Один щелчок пальцев – уже память. Осуществленные писательские идеи, принятые решения написания, встреченные друзья, пассии, вдохновители и музы, посещенные места – не повторятся. Бытие и личность так крепко повязаны, что стоит упасть волоску от дуновения ветра, как мир безвозвратно изменился.
И я стал другим. И исчез.
Когда ждешь счастья – нечто становится мечтами.
Кажется, Шопенгауэр говорил, что мы живем в худшем из миров. Несмотря на… ни на что, он не прав.
Много миров или он один, но тот, в котором находился я, пока узнавал и был способен помнить, – не стоял на месте. Скорость перемен безгранична, как Космос. Он есть, к Нему можно стремиться, но Он непостижим. Аналог мечты.
Истинному мечтателю имя Космонавт. Я был им, но горел. Спешил жить, свершать.
Шаги Космонавта, насколько бы они ни были размашистыми и уверенными, не ведут к цели быстрее. Плавность движений, стратегия и внутренняя уверенность пособники достижения. Осторожность, «выдержка – обратная сторона стремительности». Иначе глазом моргнуть не успеете, космогония раздавит.
Момент - что-то вроде чистилища, которое масштабнее момента, вечного и монотонного. В котором намеренно застрял и никуда не денешься, пока не отрешишься от специфического образа существования. Пока не позволишь попробовать быть счастливым в моменте.
Это все – символизм. Вымысел. Попытка обрести высший смысл существования в условностях.
«Ты что-то делаешь не так, хоть и не понимаешь что».
«Помоги себе сам, другие никогда не смогут этого сделать».
Но кто вы? Я вас не вижу.
Я один. Наедине с собой и своими мыслями.
Откуда я слышу голоса?
«Ты наедине с собой, верно. Все голоса, которые ты слышишь это…»
Мои мысли? На них это не похоже.
«Мысли, но еще не ушедшие в прошлое и не застрявшие в моменте. Жамевю. Хотя, скорее прескевю, мысль, которую ты почти смог ощутить».

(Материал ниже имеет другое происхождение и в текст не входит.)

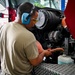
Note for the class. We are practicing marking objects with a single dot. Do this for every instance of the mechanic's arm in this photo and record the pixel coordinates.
(40, 57)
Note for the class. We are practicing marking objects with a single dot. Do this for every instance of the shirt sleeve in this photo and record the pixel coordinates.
(32, 51)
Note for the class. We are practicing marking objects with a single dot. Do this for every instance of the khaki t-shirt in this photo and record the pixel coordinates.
(18, 45)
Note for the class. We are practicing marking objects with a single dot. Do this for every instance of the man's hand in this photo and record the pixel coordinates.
(57, 49)
(47, 52)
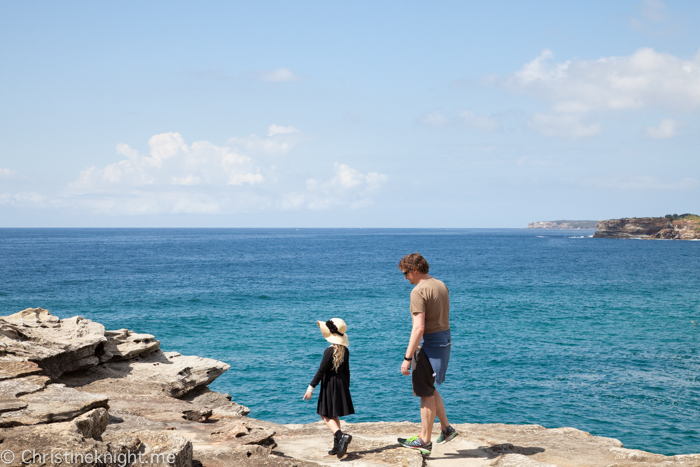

Вы рядом? Не оставите меня?
От вашего появления не саднит в сердце. И в голове. На душе не отражается печаль от почти-появлений.
Тишина.
Я помню и держу последние прижизненные моменты счастья в голове, потому что люблю.
Любовь – не химическая реакция мозга, это физика. Метафизика. Природа жестока к своим творениям, а они еще более жестоки друг к другу.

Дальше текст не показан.